As I understand, newer Technicolor movies used Eastmancolor Film, but Technicolor Proceses were also used for them too.
Older Technicolor movies were shot by 3 strip Technicolor Camera.
Earlier color processes could not produce lifelike color. Technicolor was a major breakthrough - much like Lithium Ion vs. NICad rechargeable batteries (NiCads had to be huge and heavy to offer the capacity of a Lion battery - a modem phone with 2 days of battery life would need to be the size of a brick if we were still using NiCads).

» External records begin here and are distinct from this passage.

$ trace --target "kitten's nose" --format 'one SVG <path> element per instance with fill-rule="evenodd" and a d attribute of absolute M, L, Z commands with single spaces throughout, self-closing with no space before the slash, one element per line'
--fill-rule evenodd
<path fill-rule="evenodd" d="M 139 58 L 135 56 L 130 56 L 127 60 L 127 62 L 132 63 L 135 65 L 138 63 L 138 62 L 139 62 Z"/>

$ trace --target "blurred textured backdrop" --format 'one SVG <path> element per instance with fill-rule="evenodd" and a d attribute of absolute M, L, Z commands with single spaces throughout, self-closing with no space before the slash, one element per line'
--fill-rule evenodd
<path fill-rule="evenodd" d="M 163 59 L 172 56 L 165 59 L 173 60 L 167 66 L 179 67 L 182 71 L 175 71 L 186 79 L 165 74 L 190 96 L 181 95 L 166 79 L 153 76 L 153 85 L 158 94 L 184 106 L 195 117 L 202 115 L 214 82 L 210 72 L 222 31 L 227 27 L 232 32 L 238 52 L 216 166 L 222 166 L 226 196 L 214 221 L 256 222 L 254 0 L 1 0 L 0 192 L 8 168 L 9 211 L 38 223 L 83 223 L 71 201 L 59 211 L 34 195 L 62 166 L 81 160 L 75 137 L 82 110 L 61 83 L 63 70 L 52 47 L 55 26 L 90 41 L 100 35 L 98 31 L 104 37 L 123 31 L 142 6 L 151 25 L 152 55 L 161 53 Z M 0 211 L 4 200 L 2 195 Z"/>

Original Technicolor, such as was used for The Wizard Of Oz, used a huge, heavy camera with 3 strips of negative film - one each for red, green, and blue. This was expensive and unwieldy so many films continued to use black and white film. Within 10 years, they were able to get nearly the same color quality out of a single negative, allowing standard cameras to be used, and that caused most movies to be shot in color, but, again, Technicolor had a big lead in single negative color technology, so the brand remained the standard for another decade or more, before competitors caught up.
Wasn't it more about having the name that people recognized? Brand recognition. If your film wasn't technicolor it was seen as inferior.
Initially it was a huge leap forward, but later it just became a marketing thing. Same way having a Dolby soundtrack was amazing at first but then became the expected standard.